European Society Paediatric Gastroenterology, Hepatology and Nutrition Guidelines for Diagnosing Coeliac Disease 2020

Steffen Husby, Sibylle Koletzko, and their team of co-authors from various European centers, came to the conclusion that

CD diagnosis can be accurately established with or without duodenal biopsies if given recommendations are followed.

For initial testing, the combination of total IgA and IgA class antibodies against transglutaminase 2 is more accurate than other test combinations.

The no-biopsy approach for coeliac disease diagnosis is safe in children with high serum IgA class antibody concentration against transglutaminase 2 values (≥ 10 times the upper limit of normal, ULN) with appropriate tests and positive endomysial antibodies (EMA-IgA) in a second serum sample.

Children with positive IgA class antibodies against transglutaminase 2 but lower titers (<10 times ULN) should undergo biopsies to decrease the risk of false positive diagnosis.

Human leukocyte antigen testing and presence of symptoms are not obligatory criteria for a serology-based diagnosis without biopsies.”

Comparative to many other autoimmune diseases, antibody testing in CD does not always show a clear black and white picture. As the authors point out, children with low levels of Anti-Tissue Transglutaminase (TTG) IgA antibodies (< 10 times ULN) should undergo endoscopic biopsy, with several biopsies taken from the distal duodenum and from the duodenal bulb.
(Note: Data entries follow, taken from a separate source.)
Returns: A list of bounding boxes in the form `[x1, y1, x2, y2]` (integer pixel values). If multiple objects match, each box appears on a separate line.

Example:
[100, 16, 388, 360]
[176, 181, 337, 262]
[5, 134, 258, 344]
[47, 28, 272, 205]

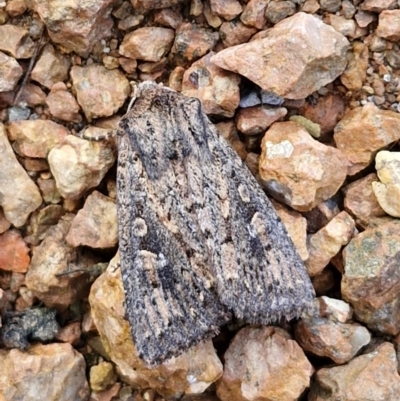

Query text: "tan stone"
[371, 150, 400, 217]
[119, 27, 175, 61]
[182, 52, 240, 117]
[217, 327, 313, 401]
[212, 12, 349, 99]
[305, 211, 355, 276]
[342, 173, 386, 228]
[308, 342, 400, 401]
[260, 121, 347, 211]
[334, 103, 400, 175]
[89, 256, 222, 398]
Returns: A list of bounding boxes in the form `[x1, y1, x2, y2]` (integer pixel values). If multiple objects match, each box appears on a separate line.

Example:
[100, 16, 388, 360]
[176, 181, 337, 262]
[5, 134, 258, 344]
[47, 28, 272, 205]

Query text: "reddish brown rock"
[240, 0, 270, 29]
[343, 173, 386, 228]
[212, 12, 349, 99]
[182, 52, 240, 117]
[295, 317, 371, 364]
[89, 253, 222, 398]
[0, 344, 90, 401]
[0, 52, 23, 92]
[0, 24, 35, 59]
[219, 20, 257, 47]
[210, 0, 242, 21]
[342, 219, 400, 335]
[334, 103, 400, 175]
[217, 327, 313, 401]
[376, 10, 400, 41]
[308, 342, 400, 401]
[48, 135, 115, 199]
[0, 124, 42, 227]
[31, 44, 71, 89]
[305, 211, 355, 276]
[260, 121, 347, 212]
[71, 64, 130, 121]
[66, 191, 118, 248]
[0, 230, 30, 273]
[33, 0, 113, 57]
[340, 42, 369, 91]
[170, 23, 219, 66]
[235, 106, 287, 135]
[119, 27, 175, 61]
[8, 120, 69, 158]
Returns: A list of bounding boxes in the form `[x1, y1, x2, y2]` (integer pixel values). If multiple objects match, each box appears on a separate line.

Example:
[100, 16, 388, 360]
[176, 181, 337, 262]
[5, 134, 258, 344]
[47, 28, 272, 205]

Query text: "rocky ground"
[0, 0, 400, 401]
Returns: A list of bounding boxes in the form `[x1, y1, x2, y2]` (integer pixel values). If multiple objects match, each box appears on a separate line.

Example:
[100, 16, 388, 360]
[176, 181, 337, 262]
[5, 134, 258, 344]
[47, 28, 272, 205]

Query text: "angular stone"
[48, 135, 115, 199]
[372, 150, 400, 217]
[66, 191, 118, 248]
[217, 326, 314, 401]
[212, 12, 349, 99]
[89, 256, 222, 398]
[260, 121, 347, 212]
[33, 0, 113, 57]
[71, 64, 130, 121]
[8, 120, 69, 158]
[305, 211, 355, 276]
[341, 220, 400, 335]
[334, 103, 400, 175]
[119, 27, 175, 62]
[182, 52, 240, 117]
[308, 342, 400, 401]
[0, 344, 90, 401]
[0, 124, 42, 227]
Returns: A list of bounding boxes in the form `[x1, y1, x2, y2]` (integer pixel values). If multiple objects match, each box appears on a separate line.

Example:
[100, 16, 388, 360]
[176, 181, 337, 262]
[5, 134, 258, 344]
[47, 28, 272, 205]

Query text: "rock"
[342, 173, 386, 228]
[372, 150, 400, 217]
[341, 220, 400, 335]
[0, 124, 42, 227]
[308, 342, 400, 401]
[71, 64, 130, 121]
[217, 327, 313, 401]
[90, 362, 117, 392]
[48, 135, 115, 199]
[260, 121, 347, 211]
[212, 12, 349, 99]
[46, 83, 82, 123]
[182, 52, 240, 117]
[295, 316, 371, 364]
[66, 191, 118, 248]
[0, 230, 31, 273]
[299, 94, 346, 140]
[119, 27, 175, 62]
[376, 10, 400, 41]
[240, 0, 270, 29]
[235, 106, 287, 135]
[219, 20, 257, 47]
[0, 52, 23, 92]
[210, 0, 242, 21]
[305, 211, 355, 276]
[340, 42, 369, 91]
[170, 22, 219, 66]
[25, 215, 95, 310]
[8, 120, 69, 159]
[0, 344, 89, 401]
[33, 0, 113, 57]
[89, 253, 222, 398]
[31, 44, 71, 89]
[334, 103, 400, 175]
[271, 199, 309, 261]
[0, 24, 35, 59]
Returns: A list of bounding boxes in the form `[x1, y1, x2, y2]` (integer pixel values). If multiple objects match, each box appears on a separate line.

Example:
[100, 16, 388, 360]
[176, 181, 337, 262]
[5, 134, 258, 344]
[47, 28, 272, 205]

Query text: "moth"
[111, 82, 314, 365]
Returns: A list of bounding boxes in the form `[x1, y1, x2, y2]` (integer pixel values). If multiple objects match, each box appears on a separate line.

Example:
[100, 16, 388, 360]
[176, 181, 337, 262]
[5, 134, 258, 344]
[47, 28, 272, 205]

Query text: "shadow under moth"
[110, 82, 314, 365]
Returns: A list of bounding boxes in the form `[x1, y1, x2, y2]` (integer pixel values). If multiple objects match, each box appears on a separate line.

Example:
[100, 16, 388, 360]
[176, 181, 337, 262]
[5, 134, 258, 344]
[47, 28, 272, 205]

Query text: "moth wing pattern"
[117, 82, 314, 364]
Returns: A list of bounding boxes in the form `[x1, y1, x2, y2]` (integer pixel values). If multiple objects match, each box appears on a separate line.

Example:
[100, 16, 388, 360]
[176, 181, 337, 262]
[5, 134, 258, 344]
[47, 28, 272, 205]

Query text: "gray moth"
[110, 82, 314, 365]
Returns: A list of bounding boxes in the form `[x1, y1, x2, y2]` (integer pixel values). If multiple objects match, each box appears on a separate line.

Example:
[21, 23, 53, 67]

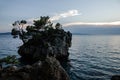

“Discordant results between TTG-IgA and histopathology may require re-evaluation of biopsies. Patients with no or mild histological changes (Marsh 0/I) but confirmed autoimmunity (TTG-IgA/EMA-IgA+) should be followed closely.”

The studies of the working group clearly demonstrate that anti-TTG ELISAs are reliable laboratory tools that contribute significantly to disease management in coeliac disease patients.

Methodology approach

Taking into consideration the 2012 ESPGHAN and the 2016 published NICE Guidance Coeliac disease: recognition, assessment and management (https://www.nice.org.uk/guidance/ng20), the working group addressed 10 clinical questions to derive diagnostic recommendations. For each topic, a literature search was conducted; and the combined study results were analyzed and evaluated to develop the recommendations.

Questions & Answers

1. Who should be tested?

Testing is recommended in children and adolescents with the following gastrointestinal or extra intestinal symptoms or specific health conditions.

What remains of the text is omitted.